You would then configure Prometheus to scrape this endpoint (e.g., running a small web server that executes this script and serves the output). The cron job would be replaced by Prometheus’s scraping mechanism.

Option 2: Using Zabbix Agent UserParameters

If you’re using Zabbix, you can leverage UserParameter in the Zabbix agent configuration to execute your Perl script and return specific values.

# /etc/zabbix/zabbix_agentd.conf
# Add these lines:

UserParameter=mongo.replset.status[*],/usr/bin/perl /path/to/your/mongo_health_check.pl --key replSetGetStatus --host $1 --port $2
UserParameter=mongo.server.connections[*],/usr/bin/perl /path/to/your/mongo_health_check.pl --key serverStatus --host $1 --port $2 | grep "numClients"
UserParameter=mongo.oplog.window[*],/usr/bin/perl /path/to/your/mongo_health_check.pl --key oplogWindow --host $1 --port $2

You would then need to modify the Perl script to accept specific keys (like replSetGetStatus, serverStatus, oplogWindow) and return only the relevant data for that key, rather than the full JSON or Nagios output. Zabbix server would then poll these keys.

Monitoring Perl Application Performance on OVH

Beyond infrastructure, monitoring the performance of your Perl applications is critical. This involves tracking request latency, error rates, memory usage, and CPU consumption specific to your application processes.
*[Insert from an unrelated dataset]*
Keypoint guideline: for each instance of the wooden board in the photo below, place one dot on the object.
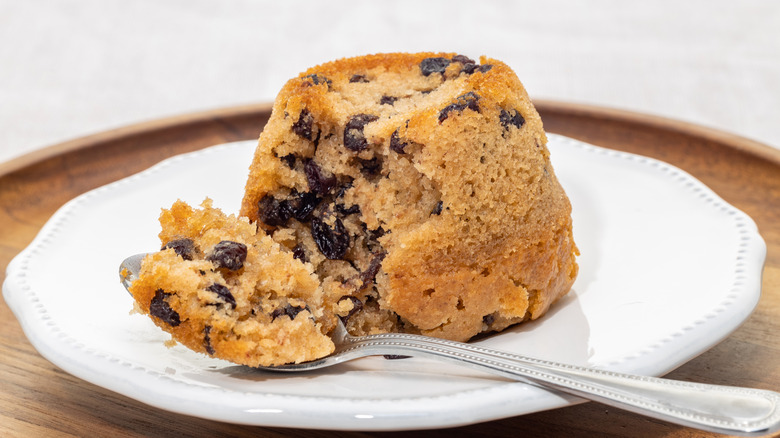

Application-Level Metrics with `Devel::NYTProf` and `Devel::Cover`

For in-depth performance analysis of your Perl code, profiling tools are indispensable. Devel::NYTProf is excellent for identifying performance bottlenecks within your codebase.

# Install Devel::NYTProf
cpanm Devel::NYTProf

# Run your Perl application with profiling enabled
perl -d:NYTProf your_app.pl [args...]

# After execution, generate a report
nytprofhtml

This generates an HTML report detailing execution time per subroutine, line-by-line timings, and call counts. You can integrate this into your development workflow to optimize slow code paths. For code coverage analysis, Devel::Cover is invaluable.

# Install Devel::Cover
cpanm Devel::Cover

# Run your Perl application with coverage enabled
perl -MDevel::Cover your_app.pl [args...]
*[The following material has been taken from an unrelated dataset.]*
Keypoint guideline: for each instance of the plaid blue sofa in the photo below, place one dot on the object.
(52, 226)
# After execution, generate a report
cover -report html

These tools are primarily for development and debugging. For production monitoring, you’ll want to collect metrics that reflect real-time application behavior.
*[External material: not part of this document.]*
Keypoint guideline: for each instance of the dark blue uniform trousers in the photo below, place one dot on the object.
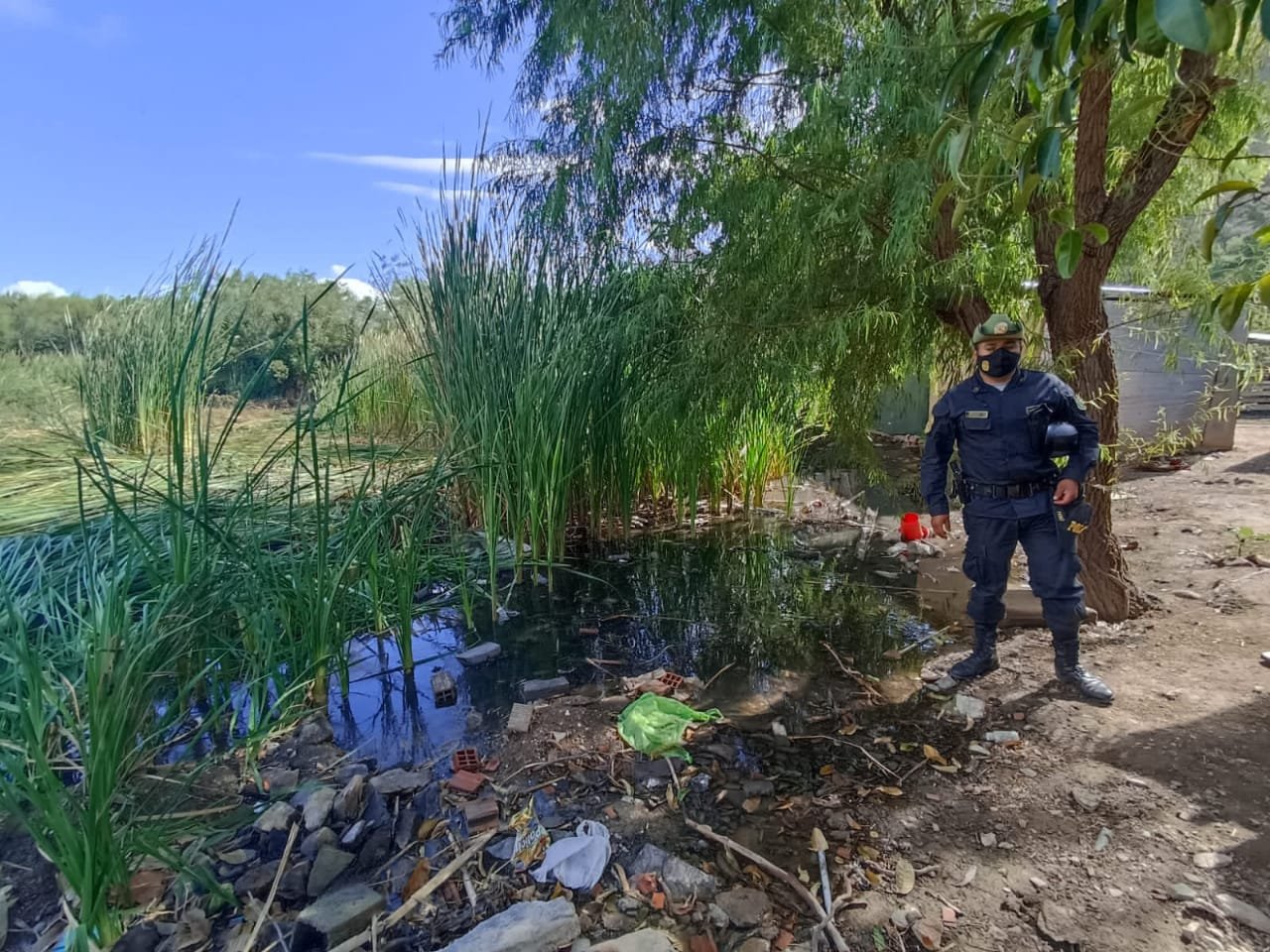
(1053, 569)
System-Level Process Monitoring for Perl Apps

Standard OS-level tools can monitor your Perl application processes. We can use tools like ps, top, or htop, and then parse their output or use more advanced agents.

# Find your Perl application's process ID (PID)
pgrep -f "your_app.pl"

# Get resource usage for a specific PID
ps aux | grep "your_app.pl"

# Example: Monitoring CPU and Memory usage of a Perl process
# This can be scripted to run periodically and send alerts.

APP_NAME="your_app.pl"
PID=$(pgrep -f "$APP_NAME")

if [ -z "$PID" ]; then
    echo "ERROR: $APP_NAME process not found."
    exit 1
fi

CPU_USAGE=$(ps -p $PID -o %cpu | tail -n 1)
MEM_USAGE=$(ps -p $PID -o %mem | tail -n 1)

echo "Application: $APP_NAME"
echo "PID: $PID"
echo "CPU Usage: $CPU_USAGE%"
echo "Memory Usage: $MEM_USAGE%"

# Add logic here to compare against thresholds and send alerts
# e.g., if [ $(echo "$CPU_USAGE > 80" | bc -l) -eq 1 ]; then ...

For more sophisticated monitoring, consider agents like Datadog, New Relic, or even custom solutions using tools like collectd or Telegraf to gather process metrics and send them to a time-series database (e.g., InfluxDB, Graphite).

Logging and Error Aggregation

Centralized logging is paramount. Ensure your Perl application logs errors, warnings, and significant events to a consistent format (e.g., JSON) and location. Tools like rsyslog, Filebeat, or Fluentd can then collect these logs and forward them to a central aggregation system like Elasticsearch, Splunk, or Loki.

# Example rsyslog configuration to forward application logs
# /etc/rsyslog.d/99-app-logs.conf

# Assuming your application logs to /var/log/your_app.log
if $programname == 'your_app.pl' then /var/log/your_app.log
& stop

# Forward to a remote syslog server (e.g., Logstash/Elasticsearch)
*.* @your-log-aggregator.example.com:514

By combining infrastructure monitoring (MongoDB) with application performance monitoring (Perl app), you create a comprehensive observability strategy that ensures the stability and performance of your services on OVH.